Andrea wept, her grip on Gabriel’s hands like a vice, his own tears falling on their locked fingers.
At the hospital, the vehicle shut off its siren, gunned left, right and then reversed into position as the rear doors were flung open. Andrea scrambled forward to grasp for Nina’s hand but, before she could touch it, Nina was lifted out of the vehicle on a gurney and propelled inside through double doors. Andrea and Gabriel climbed out of the rear of the vehicle and were told to wait by the driver.
They stood in the car park, hesitating before following the circus of noise and movement and terror that surrounded their daughter.
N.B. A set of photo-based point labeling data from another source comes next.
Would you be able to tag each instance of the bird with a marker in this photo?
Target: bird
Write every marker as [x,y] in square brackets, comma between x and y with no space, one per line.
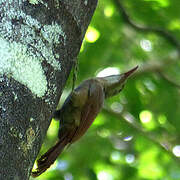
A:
[79,111]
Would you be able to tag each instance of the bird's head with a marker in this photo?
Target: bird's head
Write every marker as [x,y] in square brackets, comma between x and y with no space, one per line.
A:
[115,83]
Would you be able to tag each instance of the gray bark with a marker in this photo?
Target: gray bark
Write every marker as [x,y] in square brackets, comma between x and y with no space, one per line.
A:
[39,42]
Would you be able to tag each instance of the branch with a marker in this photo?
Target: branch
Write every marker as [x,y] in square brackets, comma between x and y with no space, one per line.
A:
[165,146]
[138,27]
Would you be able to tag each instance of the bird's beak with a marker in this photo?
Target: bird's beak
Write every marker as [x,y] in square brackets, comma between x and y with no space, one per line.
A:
[127,74]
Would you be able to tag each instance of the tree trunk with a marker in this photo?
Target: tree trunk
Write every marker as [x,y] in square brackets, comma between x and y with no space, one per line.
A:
[39,42]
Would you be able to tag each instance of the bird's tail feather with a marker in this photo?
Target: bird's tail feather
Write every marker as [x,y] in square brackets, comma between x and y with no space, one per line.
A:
[47,159]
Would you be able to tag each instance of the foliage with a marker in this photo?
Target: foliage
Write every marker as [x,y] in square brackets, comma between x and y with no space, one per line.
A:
[136,137]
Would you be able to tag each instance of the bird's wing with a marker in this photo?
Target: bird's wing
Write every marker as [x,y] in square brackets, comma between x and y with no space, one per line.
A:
[90,109]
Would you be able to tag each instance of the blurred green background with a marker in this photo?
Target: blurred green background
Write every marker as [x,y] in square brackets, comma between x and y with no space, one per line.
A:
[137,134]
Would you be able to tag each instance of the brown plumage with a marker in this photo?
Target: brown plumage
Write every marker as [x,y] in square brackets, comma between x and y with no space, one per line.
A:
[78,113]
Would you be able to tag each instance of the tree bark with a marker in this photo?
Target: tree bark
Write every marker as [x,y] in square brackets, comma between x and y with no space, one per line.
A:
[40,41]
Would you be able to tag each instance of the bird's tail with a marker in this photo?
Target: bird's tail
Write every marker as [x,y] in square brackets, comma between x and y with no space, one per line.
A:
[47,159]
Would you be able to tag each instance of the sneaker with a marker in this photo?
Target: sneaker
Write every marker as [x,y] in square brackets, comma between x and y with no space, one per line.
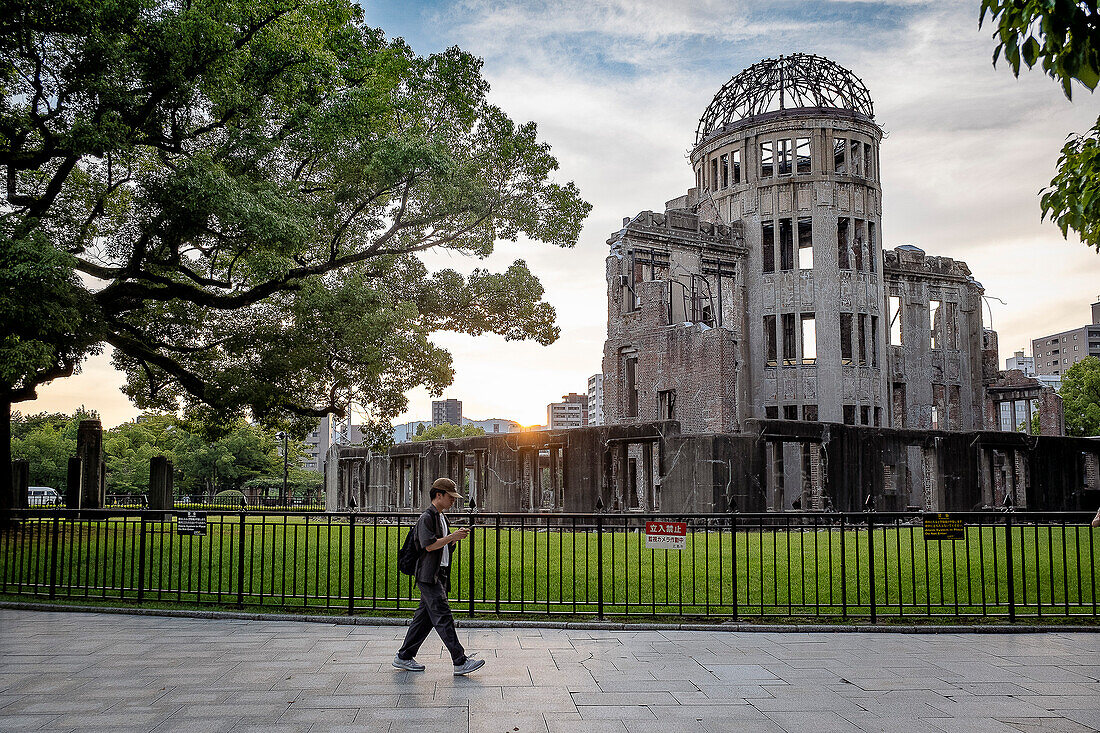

Had they heard someone say ‘meningitis’? Hadn’t the consultant ruled that out?
Gabriel felt in his pocket for the bag with the yellow ampoules in and remembered the doctor had taken it with growing urgency.
‘I’m wearing the wrong clothes,’ said Andrea blankly. They both looked down at her dressing gown and slippers, claw-footed monster ones that made Nina chortle with glee.
‘It’s OK,’ croaked Gabriel eventually. ‘Nina loves those slippers.’
And then Andrea’s knees gave way and together they huddled, sobbing, on the cold concrete of the loading bay, until a kind nurse ushered them inside once more – back into their living hell.